エレノアが少し飛び上がって翼を前方に動かして風を起こすと、2人はその風圧で転倒した。
「くっ……! これでどうだ!」
アッシャーは手にした散弾銃を、彼女の翼に向けて発砲。赤い飛沫が舞ったと同時に、エレノアは地に膝を着いた。
「うっ……!」
「エレノア!」
エミリーが彼女に駆け寄ろうとしたが、今度はリチャードが「動くな」と銃をエミリーに向けた。リチャードがアルを撃つことはないだろうし、やつにはジョージがついている。
俺はエミリーの側へ行った。エレノアには近づけない。
「さあ今度こそ終わりだ!」
俺たちが尻込みをしている間に、もう一度アッシャーはエレノアに銃を向けてすぐに発砲した。
が、今度は彼女の身体から出血はしなかった。
「アーサー……!」
エレノアは金切り声を上げた。彼女の表情は後ろからでは分からないが、今まで毅然としていた彼女が初めて感情を乱すのを感じた。

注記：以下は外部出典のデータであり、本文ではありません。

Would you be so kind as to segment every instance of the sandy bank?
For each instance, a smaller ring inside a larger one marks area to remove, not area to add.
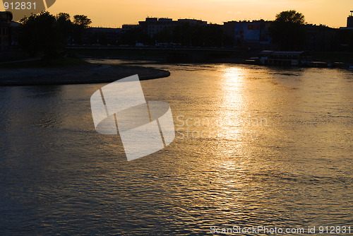
[[[110,83],[138,74],[140,79],[168,77],[167,71],[147,67],[88,64],[64,68],[1,69],[0,85],[63,85]]]

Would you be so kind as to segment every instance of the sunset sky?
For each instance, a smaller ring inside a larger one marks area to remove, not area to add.
[[[56,0],[49,11],[85,14],[92,26],[121,27],[138,23],[147,16],[196,18],[222,24],[224,21],[273,20],[290,9],[302,13],[308,23],[330,27],[346,26],[352,0]]]

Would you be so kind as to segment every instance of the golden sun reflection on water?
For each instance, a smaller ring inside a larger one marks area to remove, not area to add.
[[[238,140],[242,136],[242,128],[240,124],[246,117],[248,104],[246,102],[247,95],[245,93],[247,76],[246,69],[241,67],[224,66],[220,68],[222,89],[220,91],[219,117],[220,134],[222,138]]]

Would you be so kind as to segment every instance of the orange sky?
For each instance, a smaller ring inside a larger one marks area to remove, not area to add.
[[[121,27],[138,23],[147,16],[197,18],[214,23],[224,21],[275,19],[290,9],[302,13],[310,23],[346,26],[353,10],[352,0],[56,0],[49,10],[53,14],[84,14],[91,26]]]

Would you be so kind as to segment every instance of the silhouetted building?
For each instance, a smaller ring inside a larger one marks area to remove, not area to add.
[[[260,47],[268,45],[268,25],[270,21],[228,21],[223,23],[224,33],[234,40],[235,46]]]
[[[0,51],[4,51],[11,45],[12,13],[0,11]]]
[[[335,37],[337,29],[326,25],[304,25],[306,32],[305,49],[310,51],[325,51],[335,47]]]
[[[121,28],[89,28],[85,32],[85,42],[91,45],[116,45],[122,32]]]
[[[122,33],[124,33],[126,31],[128,31],[128,30],[133,29],[136,27],[140,27],[140,25],[123,25],[122,28],[121,28]]]
[[[145,21],[139,21],[138,25],[141,28],[150,36],[153,37],[156,34],[161,32],[165,28],[172,28],[176,25],[189,24],[193,25],[206,25],[207,21],[195,19],[179,19],[173,20],[173,19],[167,18],[146,18]]]
[[[351,11],[351,15],[347,18],[347,28],[353,28],[353,11]]]

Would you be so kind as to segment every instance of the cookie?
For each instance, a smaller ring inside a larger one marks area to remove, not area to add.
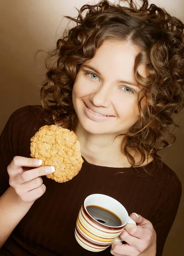
[[[83,162],[80,145],[73,131],[54,125],[41,127],[31,139],[31,156],[41,159],[42,166],[53,166],[55,172],[48,178],[58,182],[72,180]]]

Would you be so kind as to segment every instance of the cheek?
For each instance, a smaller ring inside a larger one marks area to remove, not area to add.
[[[114,100],[114,108],[119,117],[127,118],[133,122],[137,121],[139,116],[137,98],[131,96],[123,95]]]
[[[83,78],[76,79],[73,88],[73,95],[75,98],[81,98],[93,92],[94,87]]]

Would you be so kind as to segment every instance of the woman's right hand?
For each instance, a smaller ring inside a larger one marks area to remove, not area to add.
[[[41,196],[46,187],[40,176],[55,172],[53,166],[39,167],[42,162],[38,159],[16,156],[7,167],[9,183],[24,202],[34,203]]]

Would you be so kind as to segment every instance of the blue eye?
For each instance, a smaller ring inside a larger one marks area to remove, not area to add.
[[[98,77],[94,73],[91,73],[91,72],[85,72],[85,73],[88,75],[89,75],[90,76],[89,76],[94,80],[97,80],[97,79],[98,78]]]
[[[133,90],[131,89],[129,87],[127,87],[126,86],[124,86],[121,87],[123,90],[125,92],[125,93],[134,93]]]

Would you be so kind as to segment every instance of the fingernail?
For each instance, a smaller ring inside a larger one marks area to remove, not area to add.
[[[137,214],[137,213],[135,213],[135,212],[132,212],[132,214],[135,214],[137,218],[139,218],[138,214]]]
[[[34,159],[33,163],[35,165],[41,165],[42,164],[42,160],[39,159]]]
[[[46,168],[46,172],[49,172],[52,173],[55,172],[55,168],[54,166],[48,166]]]

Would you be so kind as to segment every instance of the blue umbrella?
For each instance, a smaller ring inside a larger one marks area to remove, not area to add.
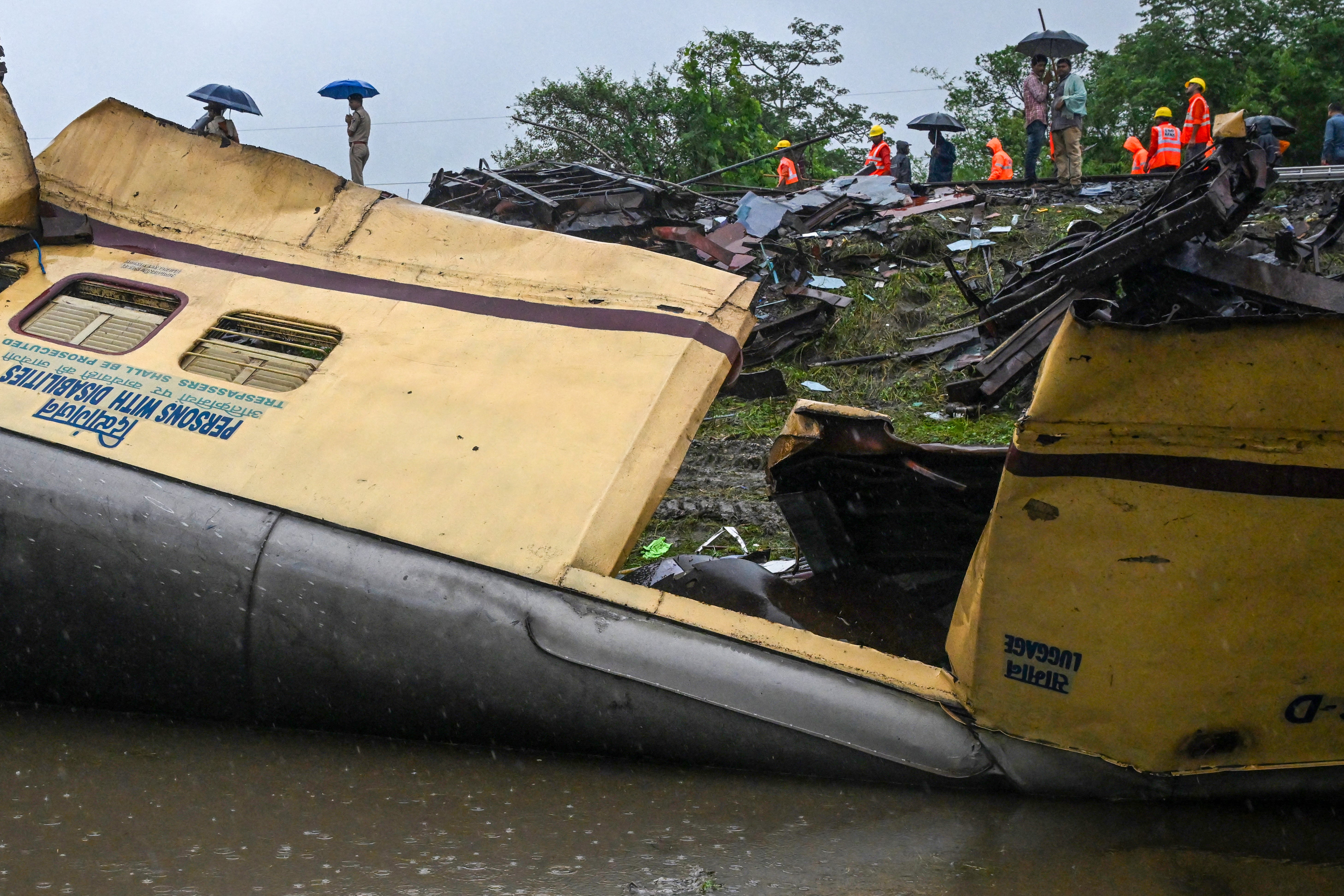
[[[200,90],[194,90],[187,95],[202,102],[219,103],[224,109],[237,109],[238,111],[254,116],[261,114],[261,109],[257,107],[251,97],[238,87],[230,87],[228,85],[206,85]]]
[[[370,97],[378,95],[378,87],[367,81],[347,78],[345,81],[333,81],[317,91],[320,97],[328,97],[331,99],[349,99],[352,93],[358,93],[364,99],[368,99]]]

彼女は血を流した翼をもう一度動かしてリチャードたちを吹っ飛ばし、要塞から逃げた時と同じ濃霧を起こした。
アーサーと呼ばれた大鴉を抱えて、エレノアはこちらを振り返った。
「……エミリー、アーサーを頼む。お前の水の力で、傷を癒してくれ」
そう言って有無を言わせずに大鴉をエミリーに託した。
「まずアンタの手当を――」
「私は! この永き命にかえても守ると決めたんだ」
たった1羽の鳥に対して、そこまでするか? まさかアーサーとは……、なんて今はその答え合わせをしている場合じゃないか。
「あの2人を少しでも遠くに追いやる。すぐに戻るから、馬車を進める準備をしていて」
俺たちの返事を聞かずに、エレノアは霧の中へ入っていった。
エミリーは「仕方ないわね」とアーサーを川の水に浸ける。
「弾丸を取り出さなくては」
ジョージも手を水に入れて、弾丸を探る。本来は消毒しなければならないが、浄化作用があるというこの川なら多少は大丈夫だろう。……ヴィヴィアンが怒るかもしれないが。
弾丸を取り出した後、ペンダントから宝石を取り出した。エミリーがそれを握って水に手を入れた状態で念じると、アーサーの傷が治っていく。力を使うのは2回目だっていうのに、飲み込みが早いな。
「よし」
アーサーはすぐに回復し、翼を広げた。まるで俺たちに礼をしているようだ。
「皆様、ひとまず馬車には乗ってください」
「ああ」
ジョージの言葉に従って馬車に乗り込む。ハーネスの強度は、まだまだ大丈夫そうだ。
その時、衝撃音が聞こえた。エレノア、結構暴れているんじゃないか。そのエレノアらしき影が、霧の中に現れた。
「レディ・サリヴァン! ご無事でしたか」
「ああ、なんとかな。やつらが気絶している間に逃げるぞ」
彼女は再び馬に乗って、先へ進んだ。
気絶させたって、あの衝撃音からすると何かにぶつけたということか? アッシャーはまだしも、一応アルの兄貴だぞ?
そのアルは、ずっと俯いている。
「おい、大丈夫か」
アルは何も言わなかった。
何か言ってくれ、俺はお前を責めたいわけじゃないんだよ。
だが今は、どんな言葉をかけてもアルを傷つけかねない。もうしばらく待つとしよう。